Lana snaked her arm away from his armor and grabbed onto his arm. Thankfully, her hand was warm as she yanked upon him. Without the rock in place, Cullen was able to squeeze out into the cavern beside her. As he tried to check himself for damage he spotted a sheen of frost clinging across the griffin relief now slightly dented inward and scuffed. He looked up at her, and Lana shrugged.
"Cold metal constricts."
"You could have warned me."
"I suppose, but 'I'm going to freeze your armor, don't move,' seemed pointless when you already couldn't move.
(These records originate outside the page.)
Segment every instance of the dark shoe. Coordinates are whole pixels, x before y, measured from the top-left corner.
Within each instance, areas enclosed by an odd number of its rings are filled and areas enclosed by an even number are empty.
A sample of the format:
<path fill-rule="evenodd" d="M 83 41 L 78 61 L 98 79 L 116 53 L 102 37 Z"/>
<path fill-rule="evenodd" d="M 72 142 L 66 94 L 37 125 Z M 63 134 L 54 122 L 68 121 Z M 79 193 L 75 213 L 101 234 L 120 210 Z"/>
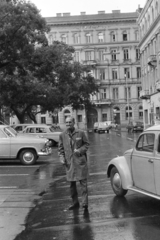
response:
<path fill-rule="evenodd" d="M 77 208 L 79 208 L 79 203 L 76 203 L 76 204 L 71 205 L 71 206 L 68 208 L 68 210 L 74 210 L 74 209 L 77 209 Z"/>
<path fill-rule="evenodd" d="M 88 205 L 83 205 L 84 211 L 88 211 Z"/>

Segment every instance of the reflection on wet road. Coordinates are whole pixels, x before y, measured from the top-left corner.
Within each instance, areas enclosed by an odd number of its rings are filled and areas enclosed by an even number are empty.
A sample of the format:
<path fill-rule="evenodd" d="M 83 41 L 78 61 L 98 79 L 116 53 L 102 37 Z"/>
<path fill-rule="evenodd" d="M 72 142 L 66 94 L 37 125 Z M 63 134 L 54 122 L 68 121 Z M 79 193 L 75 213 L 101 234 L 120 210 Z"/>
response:
<path fill-rule="evenodd" d="M 108 161 L 132 148 L 135 142 L 127 139 L 127 133 L 89 133 L 88 137 L 89 211 L 67 210 L 71 202 L 69 184 L 55 151 L 54 168 L 52 164 L 47 166 L 53 180 L 29 214 L 26 230 L 15 240 L 159 240 L 160 202 L 133 192 L 125 198 L 116 197 L 106 178 Z M 48 176 L 45 168 L 38 176 Z"/>

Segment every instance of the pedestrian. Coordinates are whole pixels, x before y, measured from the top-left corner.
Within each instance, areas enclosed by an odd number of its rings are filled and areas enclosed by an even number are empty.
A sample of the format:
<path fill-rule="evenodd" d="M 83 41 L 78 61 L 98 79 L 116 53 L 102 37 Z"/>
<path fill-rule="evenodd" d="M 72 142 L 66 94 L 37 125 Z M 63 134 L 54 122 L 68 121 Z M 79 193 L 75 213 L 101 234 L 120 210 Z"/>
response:
<path fill-rule="evenodd" d="M 60 162 L 65 165 L 67 181 L 70 182 L 72 205 L 69 210 L 79 208 L 76 182 L 79 181 L 82 192 L 82 207 L 88 210 L 88 139 L 83 130 L 75 129 L 73 117 L 66 118 L 66 130 L 59 136 L 58 155 Z"/>

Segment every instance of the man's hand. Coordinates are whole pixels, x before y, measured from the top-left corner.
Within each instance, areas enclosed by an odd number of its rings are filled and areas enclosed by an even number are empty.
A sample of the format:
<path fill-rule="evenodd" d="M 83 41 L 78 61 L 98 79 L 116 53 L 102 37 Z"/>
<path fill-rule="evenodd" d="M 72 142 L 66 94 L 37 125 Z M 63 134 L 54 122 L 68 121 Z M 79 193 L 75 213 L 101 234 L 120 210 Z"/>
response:
<path fill-rule="evenodd" d="M 65 165 L 65 159 L 64 159 L 63 156 L 60 156 L 60 157 L 59 157 L 59 160 L 60 160 L 60 162 L 61 162 L 63 165 Z"/>
<path fill-rule="evenodd" d="M 74 149 L 74 154 L 77 156 L 77 157 L 80 157 L 81 156 L 81 153 L 78 149 Z"/>

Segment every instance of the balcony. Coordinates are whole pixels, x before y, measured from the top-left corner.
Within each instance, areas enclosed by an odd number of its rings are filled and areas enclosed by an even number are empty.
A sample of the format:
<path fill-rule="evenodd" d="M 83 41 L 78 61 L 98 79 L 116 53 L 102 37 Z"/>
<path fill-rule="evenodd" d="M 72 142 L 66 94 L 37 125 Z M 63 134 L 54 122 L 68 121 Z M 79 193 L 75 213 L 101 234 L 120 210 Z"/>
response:
<path fill-rule="evenodd" d="M 148 65 L 151 67 L 156 67 L 157 66 L 157 58 L 156 55 L 150 55 L 148 57 L 148 61 L 147 61 Z"/>
<path fill-rule="evenodd" d="M 156 90 L 160 92 L 160 80 L 156 81 Z"/>
<path fill-rule="evenodd" d="M 97 100 L 91 100 L 92 103 L 94 103 L 96 106 L 101 105 L 111 105 L 111 99 L 97 99 Z"/>
<path fill-rule="evenodd" d="M 117 65 L 117 64 L 119 64 L 119 60 L 114 60 L 114 59 L 112 59 L 112 60 L 111 60 L 111 64 Z"/>
<path fill-rule="evenodd" d="M 141 99 L 150 99 L 149 90 L 140 91 L 140 98 Z"/>
<path fill-rule="evenodd" d="M 123 62 L 124 63 L 131 63 L 131 59 L 129 59 L 129 58 L 128 59 L 123 59 Z"/>
<path fill-rule="evenodd" d="M 97 65 L 97 61 L 95 61 L 95 60 L 85 60 L 85 61 L 83 61 L 83 65 L 95 66 L 95 65 Z"/>

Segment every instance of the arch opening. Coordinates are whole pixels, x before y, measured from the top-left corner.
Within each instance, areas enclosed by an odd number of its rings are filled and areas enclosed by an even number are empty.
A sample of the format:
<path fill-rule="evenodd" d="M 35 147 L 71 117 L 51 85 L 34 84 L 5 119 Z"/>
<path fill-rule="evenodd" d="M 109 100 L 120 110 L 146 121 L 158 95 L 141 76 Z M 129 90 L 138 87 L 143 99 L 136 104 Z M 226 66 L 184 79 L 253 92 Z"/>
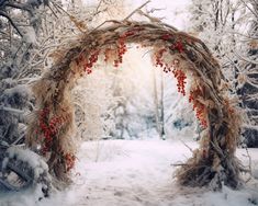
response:
<path fill-rule="evenodd" d="M 26 133 L 29 147 L 46 156 L 56 179 L 66 182 L 75 163 L 72 141 L 75 113 L 70 90 L 93 65 L 102 60 L 119 67 L 127 44 L 153 48 L 153 61 L 178 81 L 178 92 L 189 98 L 197 117 L 205 128 L 201 146 L 178 169 L 180 184 L 203 186 L 240 184 L 235 150 L 239 137 L 239 117 L 229 103 L 220 65 L 200 39 L 161 23 L 111 22 L 68 43 L 56 52 L 51 70 L 33 87 L 37 111 Z M 191 78 L 186 91 L 186 78 Z"/>

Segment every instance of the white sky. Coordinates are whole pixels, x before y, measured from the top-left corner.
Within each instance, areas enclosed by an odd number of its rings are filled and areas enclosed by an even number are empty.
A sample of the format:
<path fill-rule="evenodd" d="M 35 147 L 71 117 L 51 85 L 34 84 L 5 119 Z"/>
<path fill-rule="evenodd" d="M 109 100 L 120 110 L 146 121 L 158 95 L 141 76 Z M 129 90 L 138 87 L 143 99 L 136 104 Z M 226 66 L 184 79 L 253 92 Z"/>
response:
<path fill-rule="evenodd" d="M 147 0 L 127 0 L 133 7 L 137 8 Z M 158 18 L 165 18 L 162 21 L 178 27 L 179 30 L 187 30 L 188 23 L 188 5 L 191 0 L 152 0 L 146 8 L 150 9 L 164 9 L 156 11 L 153 15 Z M 177 14 L 177 16 L 176 16 Z"/>

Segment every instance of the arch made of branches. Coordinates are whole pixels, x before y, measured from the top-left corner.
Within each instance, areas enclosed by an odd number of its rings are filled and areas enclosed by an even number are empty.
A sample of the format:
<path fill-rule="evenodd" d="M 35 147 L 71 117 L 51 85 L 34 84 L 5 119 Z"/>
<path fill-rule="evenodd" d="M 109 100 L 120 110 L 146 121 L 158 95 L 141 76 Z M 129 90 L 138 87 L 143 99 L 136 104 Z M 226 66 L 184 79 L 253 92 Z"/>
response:
<path fill-rule="evenodd" d="M 177 171 L 182 185 L 239 185 L 239 162 L 235 150 L 239 116 L 228 101 L 220 65 L 200 39 L 162 23 L 109 22 L 56 50 L 55 64 L 33 85 L 37 110 L 26 133 L 26 144 L 47 157 L 58 180 L 67 181 L 75 163 L 74 105 L 70 90 L 92 72 L 101 59 L 114 67 L 123 60 L 128 44 L 152 48 L 153 61 L 178 80 L 178 91 L 189 98 L 201 125 L 200 148 Z M 189 90 L 186 79 L 191 79 Z"/>

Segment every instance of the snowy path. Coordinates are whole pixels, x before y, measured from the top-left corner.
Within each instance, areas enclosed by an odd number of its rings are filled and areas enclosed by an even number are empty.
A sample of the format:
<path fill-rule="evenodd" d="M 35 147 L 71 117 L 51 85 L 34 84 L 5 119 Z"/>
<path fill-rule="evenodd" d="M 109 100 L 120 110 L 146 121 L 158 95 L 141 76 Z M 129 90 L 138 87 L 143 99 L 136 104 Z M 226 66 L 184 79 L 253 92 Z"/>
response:
<path fill-rule="evenodd" d="M 181 145 L 181 144 L 180 144 Z M 160 205 L 173 198 L 171 163 L 186 159 L 183 147 L 166 141 L 100 142 L 98 162 L 78 164 L 87 171 L 79 202 L 87 205 Z M 80 159 L 98 144 L 85 145 Z M 90 152 L 94 153 L 94 152 Z M 96 160 L 96 153 L 89 159 Z M 83 170 L 83 169 L 82 169 Z M 82 171 L 81 170 L 81 171 Z M 104 199 L 103 199 L 104 196 Z"/>
<path fill-rule="evenodd" d="M 187 144 L 197 147 L 195 142 Z M 258 149 L 249 152 L 257 172 Z M 237 153 L 243 158 L 245 151 Z M 69 188 L 41 202 L 30 191 L 0 197 L 0 206 L 245 206 L 258 202 L 258 181 L 242 191 L 224 187 L 221 193 L 177 185 L 171 164 L 189 156 L 190 150 L 180 141 L 85 142 L 72 173 L 75 184 Z"/>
Here," she passed back his torch and lifted up her staff. "White's near. I'm certain of it now."
He nodded his head and reached for the hilt of his sword. Lana placed her hand over his, the same one that he now suspected could shatter his armor if given cause. How powerful did she grow in the intervening years? "Not yet," she said, her fingers digging into his.
"This is a dangerous blood mage. I should be armed," Cullen said, meeting her gaze. For a moment she looked about to argue, but Lana dipped back, her heat breaking from him.
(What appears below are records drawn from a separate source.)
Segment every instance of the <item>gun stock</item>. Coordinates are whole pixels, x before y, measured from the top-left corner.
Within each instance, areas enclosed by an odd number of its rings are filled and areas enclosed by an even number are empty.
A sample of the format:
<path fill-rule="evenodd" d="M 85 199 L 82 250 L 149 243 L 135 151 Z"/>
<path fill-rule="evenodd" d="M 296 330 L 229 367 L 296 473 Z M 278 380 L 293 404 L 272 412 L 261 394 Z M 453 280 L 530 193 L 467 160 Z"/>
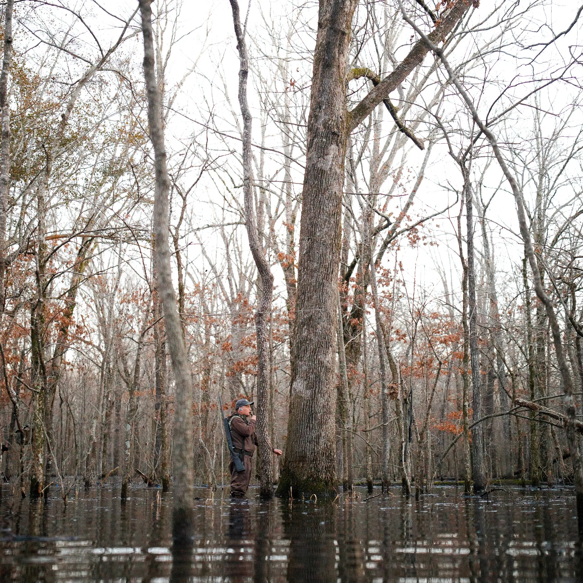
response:
<path fill-rule="evenodd" d="M 233 448 L 233 440 L 231 438 L 231 428 L 229 426 L 229 419 L 224 416 L 224 411 L 223 410 L 223 403 L 219 397 L 219 408 L 220 409 L 221 416 L 223 417 L 223 427 L 224 427 L 224 434 L 227 438 L 227 447 L 229 448 L 229 453 L 233 458 L 233 463 L 235 464 L 235 469 L 237 472 L 245 471 L 245 464 L 243 463 L 241 458 L 237 455 Z"/>

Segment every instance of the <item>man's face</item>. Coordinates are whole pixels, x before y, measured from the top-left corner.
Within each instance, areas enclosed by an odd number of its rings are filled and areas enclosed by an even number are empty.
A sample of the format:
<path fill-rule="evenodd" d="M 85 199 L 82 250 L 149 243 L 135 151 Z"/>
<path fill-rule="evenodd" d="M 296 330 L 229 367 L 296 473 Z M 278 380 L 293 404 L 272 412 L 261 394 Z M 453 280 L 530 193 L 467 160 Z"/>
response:
<path fill-rule="evenodd" d="M 250 405 L 244 405 L 243 407 L 239 408 L 237 412 L 240 415 L 248 416 L 251 414 L 251 406 Z"/>

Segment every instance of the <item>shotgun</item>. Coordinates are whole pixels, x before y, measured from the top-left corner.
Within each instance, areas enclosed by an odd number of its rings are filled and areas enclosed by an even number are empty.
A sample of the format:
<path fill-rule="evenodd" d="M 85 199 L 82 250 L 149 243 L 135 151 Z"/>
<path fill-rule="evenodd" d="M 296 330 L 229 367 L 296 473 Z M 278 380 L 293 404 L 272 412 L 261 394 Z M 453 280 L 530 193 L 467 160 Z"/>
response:
<path fill-rule="evenodd" d="M 224 427 L 224 434 L 227 438 L 227 446 L 229 451 L 233 458 L 233 461 L 235 464 L 235 469 L 237 472 L 245 471 L 245 464 L 241 461 L 241 458 L 237 455 L 235 450 L 233 448 L 233 440 L 231 438 L 231 428 L 229 426 L 229 419 L 224 416 L 224 411 L 223 410 L 223 403 L 219 397 L 219 408 L 220 409 L 220 414 L 223 417 L 223 427 Z"/>

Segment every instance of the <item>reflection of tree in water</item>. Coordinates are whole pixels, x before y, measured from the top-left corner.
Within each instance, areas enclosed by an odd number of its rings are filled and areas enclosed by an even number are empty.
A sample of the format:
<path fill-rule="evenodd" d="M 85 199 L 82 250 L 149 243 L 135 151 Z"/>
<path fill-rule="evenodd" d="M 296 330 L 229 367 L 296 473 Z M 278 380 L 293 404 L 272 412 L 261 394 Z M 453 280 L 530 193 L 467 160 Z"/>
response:
<path fill-rule="evenodd" d="M 366 580 L 364 553 L 357 534 L 355 505 L 349 501 L 338 507 L 338 575 L 343 583 L 359 583 Z"/>
<path fill-rule="evenodd" d="M 252 546 L 257 538 L 250 500 L 232 500 L 229 509 L 227 544 L 229 553 L 224 574 L 235 583 L 253 581 Z"/>
<path fill-rule="evenodd" d="M 292 504 L 283 510 L 283 528 L 290 539 L 287 580 L 336 583 L 339 557 L 334 505 Z"/>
"Of course, you're right. I...come, he's around this bend."
Unsheathing the sword that'd seen the end of far too many of Kirkwall's renegade mages, Cullen followed behind Lana as she moved through the dark like a deep stalker. The lyrium veins drifted away here, only a few patches of the blue lighting up the stones around them. But Lana didn't need it, it was almost as if she could smell the other grey warden. Perhaps she could. Or...
Cullen shook the idea off. She came to him, came to the templars to hunt a blood mage. There was no way she could be...no, he refused to even entertain the thought. It was madness. Lana paused at the end of another turn in the rock. Mercifully, this was large enough to fit him. Even with his lyrium ration nearly drained from his system, the mage was close enough Cullen could feel it through the phylactery. He gripped tighter to his sword, the leather crackling.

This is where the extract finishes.